If you cannot measure the workload clearly and recover it quickly, wait.

What to do next

Pick one workload that runs every day and behaves the same way most weeks. Good first candidates are internal Git hosting, monitoring, logging, routine build runners, or a database for a stable product. Avoid the flashy project. Boring systems are easier to price, easier to watch, and easier to judge after a month.

Set a review date 30 days after launch. That deadline keeps the decision honest. At the end of the trial, compare four things: monthly cost, team time, outage count, and how painful support felt. If the owned setup cuts cost without creating new stress, keep it. If it eats time, move it back to a vendor and treat the test as paid research.

Before you switch anything, write down who does each job:

  • Updates and security patches
  • Backups and restore tests
  • Alerts and on-call checks
  • Monthly cost tracking

If nobody owns those four items, you do not own infrastructure yet. You own a future problem.

Leave bursty systems with vendors for now. Do the same with narrow tools that need deep specialist care, like advanced search clusters or heavy video pipelines. Vendors may cost more on paper, but they can still be cheaper than hiring around a bad fit.

A sensible split for many small software companies is to self-host CI runners and observability first while keeping email, payments, and large analytics workloads managed. You control the steady spend and leave the tricky edges with vendors.

If you want a practical review before moving anything, Oleg Sotnikov at oleg.is does this kind of Fractional CTO work with startups and small teams. A short outside review can save you from owning the wrong thing too early.

Frequently Asked Questions

What should a small company own first?

Start with boring workloads that run every day and change little from week to week. CI runners, logging, monitoring, and a stable app database usually make better first picks than email, payments, or traffic spikes.

What should we keep managed?

Keep fussy systems with vendors first. Email delivery, payments, auth, and bursty analytics often need specialist care or have uneven load, so a vendor usually saves time and stress there.

How do I know if a workload is steady enough to self-host?

Look at the last few months of usage. If CPU, memory, storage, and traffic stay in a tight range most weeks, you can usually size and run it without much guesswork.

When does a managed service become too expensive?

Watch for bills that jump faster than your business.
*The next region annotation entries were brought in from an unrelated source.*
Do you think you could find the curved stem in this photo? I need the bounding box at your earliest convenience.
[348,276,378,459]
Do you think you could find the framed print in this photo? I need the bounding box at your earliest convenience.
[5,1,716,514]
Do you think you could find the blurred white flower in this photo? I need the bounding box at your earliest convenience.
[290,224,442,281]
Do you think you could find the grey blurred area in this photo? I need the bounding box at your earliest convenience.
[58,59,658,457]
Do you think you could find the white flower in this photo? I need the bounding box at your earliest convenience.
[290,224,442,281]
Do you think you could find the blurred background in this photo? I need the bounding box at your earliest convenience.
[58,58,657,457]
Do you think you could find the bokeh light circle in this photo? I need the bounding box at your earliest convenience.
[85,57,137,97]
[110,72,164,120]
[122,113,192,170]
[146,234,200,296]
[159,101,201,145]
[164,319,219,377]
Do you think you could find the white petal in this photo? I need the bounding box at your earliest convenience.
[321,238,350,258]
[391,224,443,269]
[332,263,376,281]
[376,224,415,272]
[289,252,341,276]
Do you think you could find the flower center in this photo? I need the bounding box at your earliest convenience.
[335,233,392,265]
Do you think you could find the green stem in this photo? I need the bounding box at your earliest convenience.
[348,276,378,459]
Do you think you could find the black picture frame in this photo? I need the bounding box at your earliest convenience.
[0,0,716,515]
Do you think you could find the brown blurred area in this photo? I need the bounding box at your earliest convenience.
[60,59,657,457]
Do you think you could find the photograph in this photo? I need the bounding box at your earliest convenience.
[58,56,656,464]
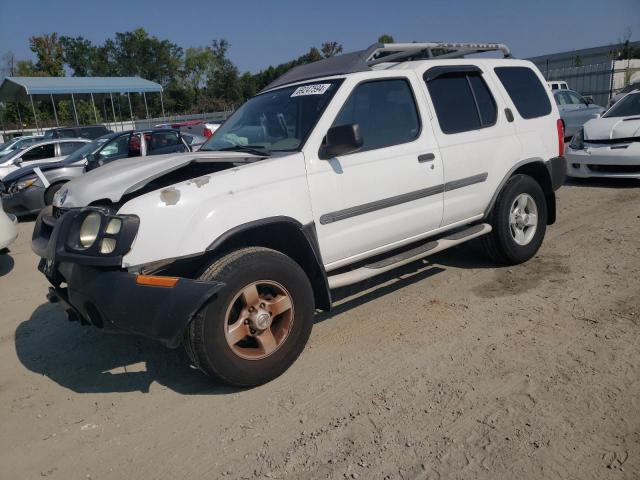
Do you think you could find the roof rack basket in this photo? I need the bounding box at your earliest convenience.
[366,42,511,67]
[262,42,511,92]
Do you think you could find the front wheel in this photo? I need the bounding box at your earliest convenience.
[482,175,547,265]
[185,247,314,387]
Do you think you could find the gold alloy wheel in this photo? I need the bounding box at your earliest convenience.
[225,280,294,360]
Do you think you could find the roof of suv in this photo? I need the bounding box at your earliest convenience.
[263,42,511,92]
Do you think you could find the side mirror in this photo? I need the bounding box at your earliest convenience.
[318,123,363,160]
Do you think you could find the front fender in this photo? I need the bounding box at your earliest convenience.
[119,154,312,267]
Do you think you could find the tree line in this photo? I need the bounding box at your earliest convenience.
[0,28,393,128]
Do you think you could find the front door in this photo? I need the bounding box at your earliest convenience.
[304,72,443,270]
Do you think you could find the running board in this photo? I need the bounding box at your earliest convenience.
[328,223,491,288]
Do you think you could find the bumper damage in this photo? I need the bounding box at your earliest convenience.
[31,207,224,348]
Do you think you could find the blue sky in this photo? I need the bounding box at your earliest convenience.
[0,0,640,72]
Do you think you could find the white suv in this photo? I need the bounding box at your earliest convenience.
[32,43,566,386]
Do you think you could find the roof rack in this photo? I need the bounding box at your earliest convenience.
[262,42,511,92]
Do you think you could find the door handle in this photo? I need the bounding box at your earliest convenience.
[504,108,513,123]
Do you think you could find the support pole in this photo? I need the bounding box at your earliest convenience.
[160,90,167,122]
[142,92,151,128]
[16,98,24,135]
[29,95,40,132]
[127,92,136,125]
[91,93,98,123]
[117,94,124,132]
[109,92,118,128]
[71,93,80,127]
[50,93,60,127]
Per-event logs, per-request services, extra seats, storage growth, and backup or restore fees often cause the first nasty surprises.

Should a small team self-host its database?
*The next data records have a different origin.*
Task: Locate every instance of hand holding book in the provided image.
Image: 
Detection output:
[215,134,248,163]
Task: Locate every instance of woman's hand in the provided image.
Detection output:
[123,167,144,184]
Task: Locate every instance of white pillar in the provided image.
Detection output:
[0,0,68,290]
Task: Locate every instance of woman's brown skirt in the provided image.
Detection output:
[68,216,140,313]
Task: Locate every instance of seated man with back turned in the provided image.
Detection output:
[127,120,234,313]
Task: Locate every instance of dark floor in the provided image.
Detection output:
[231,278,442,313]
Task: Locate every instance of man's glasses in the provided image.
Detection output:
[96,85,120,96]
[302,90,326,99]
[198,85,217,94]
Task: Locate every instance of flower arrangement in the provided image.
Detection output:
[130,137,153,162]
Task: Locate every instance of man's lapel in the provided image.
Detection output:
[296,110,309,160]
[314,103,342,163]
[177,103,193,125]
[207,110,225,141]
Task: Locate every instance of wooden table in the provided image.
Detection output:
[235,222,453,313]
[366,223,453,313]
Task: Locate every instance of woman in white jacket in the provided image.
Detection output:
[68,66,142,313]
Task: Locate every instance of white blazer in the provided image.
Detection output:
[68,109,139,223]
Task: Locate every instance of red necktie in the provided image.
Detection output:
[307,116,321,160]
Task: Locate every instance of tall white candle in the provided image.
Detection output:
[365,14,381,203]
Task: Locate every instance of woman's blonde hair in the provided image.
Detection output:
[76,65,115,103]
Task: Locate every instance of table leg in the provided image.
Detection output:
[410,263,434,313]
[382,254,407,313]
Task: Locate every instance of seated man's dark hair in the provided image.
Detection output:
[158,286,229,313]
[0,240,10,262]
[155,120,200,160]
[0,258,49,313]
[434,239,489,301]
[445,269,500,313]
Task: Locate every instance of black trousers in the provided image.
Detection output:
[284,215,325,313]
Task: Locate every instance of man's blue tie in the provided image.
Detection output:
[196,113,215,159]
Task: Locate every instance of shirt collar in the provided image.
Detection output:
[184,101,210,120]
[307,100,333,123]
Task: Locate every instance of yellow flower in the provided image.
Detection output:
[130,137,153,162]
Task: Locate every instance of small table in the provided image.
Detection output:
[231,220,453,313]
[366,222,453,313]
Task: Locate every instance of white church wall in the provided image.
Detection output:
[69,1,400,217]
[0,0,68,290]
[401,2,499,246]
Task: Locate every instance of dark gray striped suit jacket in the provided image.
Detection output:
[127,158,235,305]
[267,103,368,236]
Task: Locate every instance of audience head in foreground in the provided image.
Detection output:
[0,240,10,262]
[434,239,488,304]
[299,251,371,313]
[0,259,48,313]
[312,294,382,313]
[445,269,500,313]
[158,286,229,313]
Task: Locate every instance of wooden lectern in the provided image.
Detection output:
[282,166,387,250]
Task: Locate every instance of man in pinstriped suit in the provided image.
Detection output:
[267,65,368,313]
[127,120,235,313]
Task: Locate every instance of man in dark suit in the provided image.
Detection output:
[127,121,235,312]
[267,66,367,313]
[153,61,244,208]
Yes, if the load stays steady and someone on your team can run backups, updates, and restores. If nobody can handle a database problem at night, keep it managed for now.

Why do teams often self-host logs and monitoring first?
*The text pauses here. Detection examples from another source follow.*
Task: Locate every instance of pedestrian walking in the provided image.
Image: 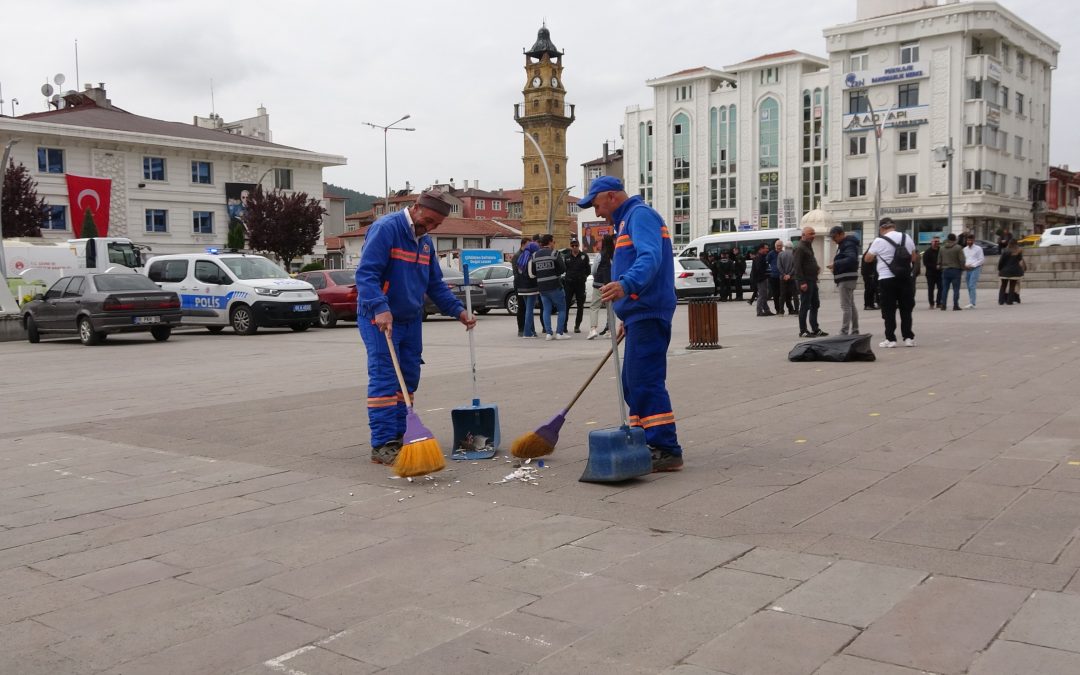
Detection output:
[922,237,945,309]
[828,225,862,335]
[588,234,615,340]
[750,242,773,316]
[795,227,828,337]
[864,217,919,349]
[529,234,570,340]
[963,234,986,309]
[563,239,592,333]
[355,190,476,465]
[937,232,963,312]
[578,176,683,472]
[998,238,1027,305]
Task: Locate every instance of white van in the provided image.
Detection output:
[145,253,319,335]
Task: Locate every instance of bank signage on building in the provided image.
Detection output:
[843,62,930,89]
[843,106,930,132]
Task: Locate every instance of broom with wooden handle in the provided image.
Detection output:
[510,337,622,459]
[384,333,446,477]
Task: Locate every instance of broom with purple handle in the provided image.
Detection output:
[510,337,622,459]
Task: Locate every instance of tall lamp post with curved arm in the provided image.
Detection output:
[364,114,416,215]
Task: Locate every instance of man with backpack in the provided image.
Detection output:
[863,218,919,349]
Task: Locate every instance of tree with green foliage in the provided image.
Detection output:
[244,186,326,270]
[79,208,100,239]
[225,218,246,251]
[0,160,49,237]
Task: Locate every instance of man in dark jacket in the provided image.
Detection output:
[750,242,775,316]
[795,226,828,337]
[922,237,943,309]
[828,225,862,335]
[563,239,591,333]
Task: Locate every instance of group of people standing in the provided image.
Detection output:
[513,234,615,340]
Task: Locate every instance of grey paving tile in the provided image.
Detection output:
[968,639,1080,675]
[725,546,835,581]
[962,490,1080,563]
[1001,591,1080,652]
[687,610,858,675]
[845,577,1028,674]
[775,561,927,629]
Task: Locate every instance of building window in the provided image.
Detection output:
[757,171,780,229]
[146,208,168,232]
[192,161,214,184]
[143,157,165,180]
[896,83,919,108]
[900,42,919,64]
[848,90,870,114]
[672,112,690,180]
[273,168,293,190]
[41,206,67,230]
[37,148,64,174]
[758,97,780,168]
[848,178,866,197]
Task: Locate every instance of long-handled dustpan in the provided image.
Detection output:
[578,303,652,483]
[450,265,499,460]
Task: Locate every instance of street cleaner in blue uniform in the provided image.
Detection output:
[356,191,476,465]
[578,176,683,472]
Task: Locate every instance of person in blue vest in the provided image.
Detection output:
[355,190,476,465]
[578,176,683,472]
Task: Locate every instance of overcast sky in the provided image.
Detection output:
[0,0,1080,199]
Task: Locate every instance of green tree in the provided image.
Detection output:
[79,208,100,239]
[0,160,49,237]
[225,218,245,251]
[244,186,326,270]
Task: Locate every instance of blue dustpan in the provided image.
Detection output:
[578,303,652,483]
[450,265,500,460]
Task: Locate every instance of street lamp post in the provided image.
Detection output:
[364,114,416,215]
[933,136,955,235]
[0,138,19,314]
[517,132,555,234]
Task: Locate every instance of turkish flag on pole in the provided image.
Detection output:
[67,174,112,239]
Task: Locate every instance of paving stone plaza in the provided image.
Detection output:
[0,288,1080,675]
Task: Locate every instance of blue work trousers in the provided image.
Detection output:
[622,319,683,456]
[356,316,423,448]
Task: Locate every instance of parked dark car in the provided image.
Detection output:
[469,264,517,314]
[423,268,484,321]
[296,270,356,328]
[22,273,180,345]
They run all the time, teams use them every week, and managed pricing can swing hard when event volume grows. A modest in-house setup often makes those costs calmer and easier to plan.

How can we test self-hosting without risking too much?

Run a small trial on one low-risk workload and set a review date in 30 to 60 days. Compare monthly spend, team time, outages, and support pain, then keep it only if the numbers stay better.

What hidden costs do teams forget when they compare options?

Count more than the server price. Include engineer time, patching, backups, restore tests, monitoring, cert renewals, migration overlap, and the cost of after-hours alerts.

How many people do we need to run owned infrastructure?

Usually one or two people can run a small owned setup if they know the system well and share on-call. If alerts pile up on one person or nobody knows restores, you moved too early.

What if self-hosting saves money but creates too much work later?

Yes, and you should plan that before you move. Keep data formats simple, avoid weird glue code, and write the rollback steps early so you can switch back in a week or two if the setup turns ugly.